OSLO, Feb 9 (Reuters) - Royal Dutch Shell will narrow its exploration scope in Norway to focus on natural gas production and possibly offshore wind in future, it told the Norwegian oil and energy ministry.
Shell said in October it planned to reduce its oil and gas operations to nine basins around the world as part of its strategy to reduce the carbon intensity of its operations. It is expected to announce details of its new strategy on Thursday.
“In 2020, we have made a choice to focus exploration activities in Norway going forward to areas around existing discoveries and infrastructure,” it said in a letter on the ministry’s website, published as part of a public consultation for a government report on energy policy.
“That means that we now primarily position ourselves as a gas company on the Norwegian shelf ... This is a business that in the coming decades will create significant value for us as a company and Norway as a nation,” it added.

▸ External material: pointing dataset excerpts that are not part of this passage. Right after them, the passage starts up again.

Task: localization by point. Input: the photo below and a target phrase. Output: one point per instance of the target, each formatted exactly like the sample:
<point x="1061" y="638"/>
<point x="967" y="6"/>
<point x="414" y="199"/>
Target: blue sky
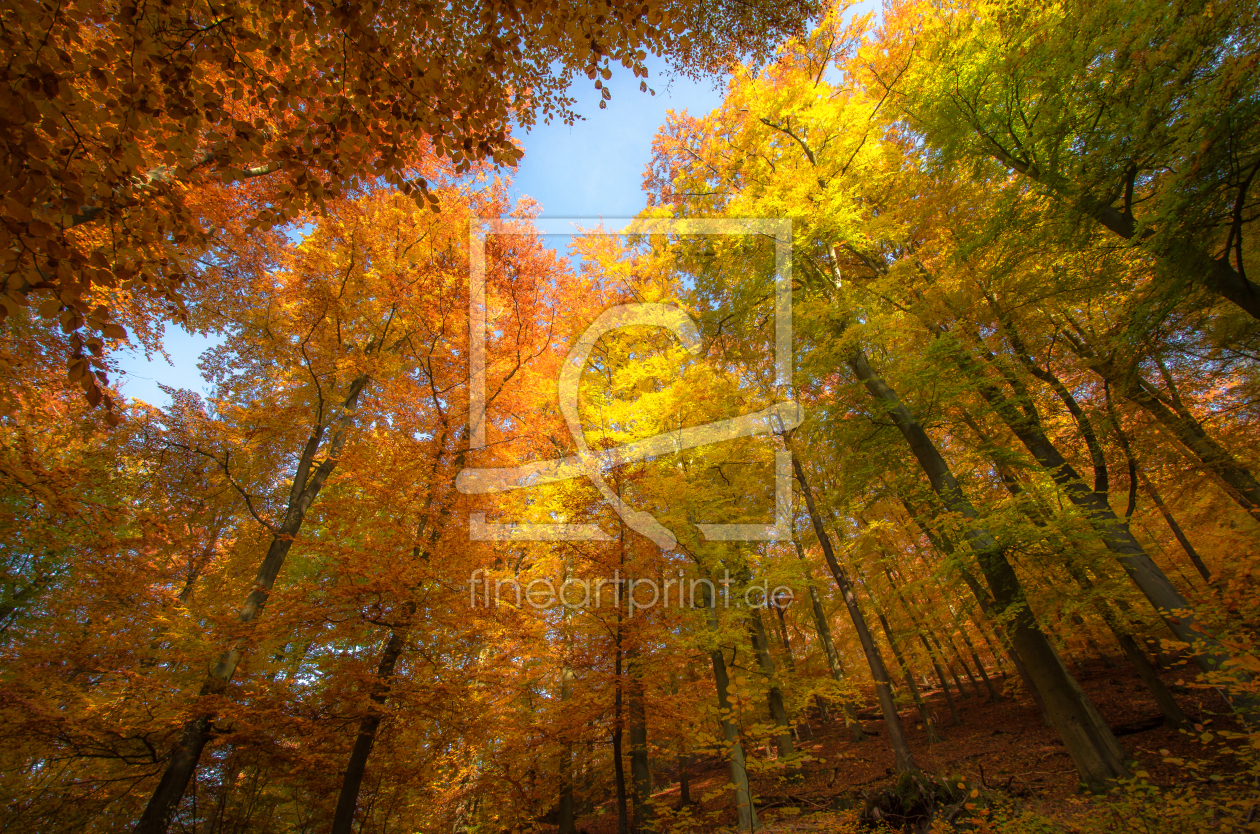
<point x="590" y="170"/>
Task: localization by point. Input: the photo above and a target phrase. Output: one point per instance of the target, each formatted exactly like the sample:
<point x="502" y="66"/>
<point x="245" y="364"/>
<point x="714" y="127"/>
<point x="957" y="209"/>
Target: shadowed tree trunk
<point x="833" y="656"/>
<point x="775" y="697"/>
<point x="1090" y="742"/>
<point x="904" y="760"/>
<point x="308" y="481"/>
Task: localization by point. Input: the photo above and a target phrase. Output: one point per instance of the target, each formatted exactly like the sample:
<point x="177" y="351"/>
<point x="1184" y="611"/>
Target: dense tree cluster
<point x="1026" y="354"/>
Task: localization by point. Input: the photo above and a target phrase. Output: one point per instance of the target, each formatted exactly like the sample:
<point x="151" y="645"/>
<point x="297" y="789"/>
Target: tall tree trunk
<point x="308" y="481"/>
<point x="640" y="775"/>
<point x="1174" y="527"/>
<point x="775" y="698"/>
<point x="979" y="667"/>
<point x="746" y="814"/>
<point x="348" y="798"/>
<point x="1168" y="706"/>
<point x="902" y="757"/>
<point x="1090" y="742"/>
<point x="1214" y="274"/>
<point x="566" y="820"/>
<point x="907" y="674"/>
<point x="1172" y="415"/>
<point x="945" y="547"/>
<point x="833" y="656"/>
<point x="1114" y="532"/>
<point x="803" y="730"/>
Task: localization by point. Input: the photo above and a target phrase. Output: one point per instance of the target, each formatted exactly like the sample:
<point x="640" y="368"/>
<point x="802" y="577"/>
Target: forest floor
<point x="1004" y="747"/>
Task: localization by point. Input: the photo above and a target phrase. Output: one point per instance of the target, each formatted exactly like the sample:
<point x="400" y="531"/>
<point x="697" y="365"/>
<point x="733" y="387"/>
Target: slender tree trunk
<point x="1113" y="531"/>
<point x="348" y="799"/>
<point x="566" y="765"/>
<point x="1174" y="527"/>
<point x="1090" y="742"/>
<point x="975" y="658"/>
<point x="833" y="656"/>
<point x="1237" y="479"/>
<point x="639" y="772"/>
<point x="746" y="814"/>
<point x="1168" y="706"/>
<point x="308" y="481"/>
<point x="909" y="674"/>
<point x="940" y="675"/>
<point x="803" y="730"/>
<point x="766" y="664"/>
<point x="905" y="761"/>
<point x="343" y="820"/>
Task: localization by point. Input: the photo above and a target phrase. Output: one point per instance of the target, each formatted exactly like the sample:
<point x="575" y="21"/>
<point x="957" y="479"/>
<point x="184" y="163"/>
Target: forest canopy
<point x="897" y="468"/>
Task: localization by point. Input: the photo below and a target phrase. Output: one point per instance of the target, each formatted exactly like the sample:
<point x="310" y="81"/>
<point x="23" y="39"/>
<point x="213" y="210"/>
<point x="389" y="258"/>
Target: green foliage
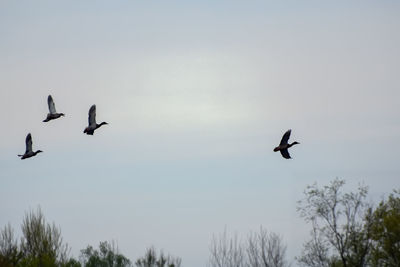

Shell said in the letter it might take part in offshore wind power developments off Norway, calling the government to consider tax incentives to spur investments.
A Shell spokesman said the firm did not rule out taking part in future licensing rounds in Norway’s frontier areas.
The Anglo-Dutch major operates Norway’s second-largest gas field Ormen Lange, and is a partner in the Equinor-operated Troll field.
It also provides technical service at the Nyhamna plant, which process natural gas from several fields for export to Britain and continental Europe.
Shell’s decision comes as Norway seeks bids from oil firms in its latest frontier areas licensing round, which includes more than 100 new blocks in the Arctic Barents Sea.
In 2016, Shell pulled out of Norway’s Arctic-focused oil licensing round, citing a need to adjust its portfolio after merging with BG and due to low oil prices. It took part in the next frontier areas round and was awarded one operatorship in the Norwegian Sea in 2018.